Caravan dealers often have a stock of pre-owned awnings, which they acquire when vans are traded in. These are usually on offer at attractive prices.

It's also worth noting that if you're buying a van (perhaps for the first time) from a retailer, they might offer to include a pre-owned awning in the deal, to help you on your way.

Quality and condition can vary here, but you might get lucky with the perfect choice, and this is an excellent way of finding out what you are going to expect from your awning purchases in future.

As you'd expect, the general advice about buying pre-owned awnings is to be wary, unless they are a premium brand.

And apart from the usual warnings associated with buying anything secondhand, do check if the awning is the correct stated size and that all frame parts are present.

Look for any signs of mould and whether the fabric has had any recent waterproofing.

Note, also, if you're switching your caravan and think this entails changing your awning, that some full awnings can be altered in size, saving you the cost of buying a new model.

Do your homework

  • Be prepared to do plenty of research before you buy. You can get good advice from your local caravan dealership, and ask other caravanners, too.
  • Go and see the products on display at a specialist retailer or a show before you proceed with any purchase. Depending on the fabrics, especially, you'll find that there's a different ambience inside each awning.
  • As well as information on their websites, most of the larger brands have a YouTube channel, where you can find helpful tips and guidance.
  • Ideally, try putting up your new purchase before going away with it for the first time. This will not only give you greater confidence when you begin setting up your awning 'in the field', it should also ensure that nothing is missing (it does happen sometimes!).

And finally...

The addition of an awning can significantly enhance the whole family's caravanning enjoyment.

However, it's very important to take the time to select the awning that is just right for you and then familiarise yourself with how it works, to avoid stress when you arrive on site.

Don't forget, also, the awning reviews that feature regularly here on the Practical Caravan website and in the magazine.

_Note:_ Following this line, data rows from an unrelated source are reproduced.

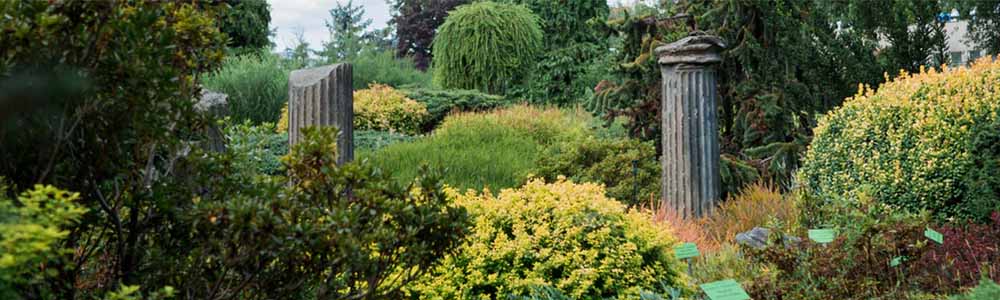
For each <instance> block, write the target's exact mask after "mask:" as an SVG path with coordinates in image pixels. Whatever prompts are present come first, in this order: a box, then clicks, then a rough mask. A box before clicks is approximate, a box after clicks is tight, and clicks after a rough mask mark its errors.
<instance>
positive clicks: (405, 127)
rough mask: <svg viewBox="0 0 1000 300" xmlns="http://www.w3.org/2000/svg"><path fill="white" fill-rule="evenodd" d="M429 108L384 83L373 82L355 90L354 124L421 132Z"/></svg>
mask: <svg viewBox="0 0 1000 300" xmlns="http://www.w3.org/2000/svg"><path fill="white" fill-rule="evenodd" d="M427 115H428V114H427V108H426V107H425V106H424V104H423V103H420V102H417V101H413V99H410V98H407V97H406V95H404V94H403V93H401V92H399V91H398V90H396V89H393V88H392V87H390V86H387V85H383V84H372V85H370V86H368V88H367V89H363V90H359V91H355V92H354V127H355V128H357V129H360V130H387V131H396V132H402V133H404V134H417V133H419V131H420V126H421V125H422V124H423V122H424V119H425V118H427Z"/></svg>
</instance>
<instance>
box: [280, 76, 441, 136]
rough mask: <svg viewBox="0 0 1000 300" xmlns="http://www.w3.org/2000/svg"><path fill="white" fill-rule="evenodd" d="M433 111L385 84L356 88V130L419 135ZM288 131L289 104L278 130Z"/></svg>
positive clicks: (354, 103)
mask: <svg viewBox="0 0 1000 300" xmlns="http://www.w3.org/2000/svg"><path fill="white" fill-rule="evenodd" d="M429 115H430V114H429V113H428V112H427V107H426V106H425V105H424V104H422V103H420V102H417V101H415V100H413V99H410V98H407V97H406V95H404V94H403V93H402V92H400V91H398V90H396V89H394V88H392V87H391V86H388V85H384V84H377V83H373V84H371V85H369V86H368V88H367V89H363V90H357V91H354V129H357V130H379V131H392V132H400V133H404V134H419V133H420V126H421V125H422V124H423V121H424V120H425V119H426V118H427V117H428V116H429ZM286 131H288V103H287V102H286V103H285V107H284V108H282V109H281V119H280V120H279V121H278V132H286Z"/></svg>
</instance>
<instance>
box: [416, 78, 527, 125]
mask: <svg viewBox="0 0 1000 300" xmlns="http://www.w3.org/2000/svg"><path fill="white" fill-rule="evenodd" d="M401 91H402V92H403V93H404V94H406V97H409V98H410V99H413V100H416V101H417V102H420V103H423V104H424V105H425V106H427V112H429V113H430V116H428V118H427V119H426V120H425V122H424V125H423V130H424V131H431V130H433V129H434V127H437V126H438V124H441V122H442V121H444V118H445V117H446V116H448V114H450V113H453V112H483V111H489V110H493V109H496V108H502V107H505V106H508V105H510V104H511V102H510V101H509V100H508V99H506V98H504V97H503V96H496V95H490V94H486V93H482V92H479V91H476V90H438V89H427V88H405V89H402V90H401Z"/></svg>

Again, though, just because we say that a particular awning is very good, that doesn't mean it's necessarily right for you. It's essential to do your research before you make your choice.

One final piece of advice: always check the bags will be big enough to accommodate the awning being repacked - it is going to be bigger and bulkier after being taken out. In fact, it's a good idea to use a phone to video when you first unpack, so you will have a reference for how to put it away again.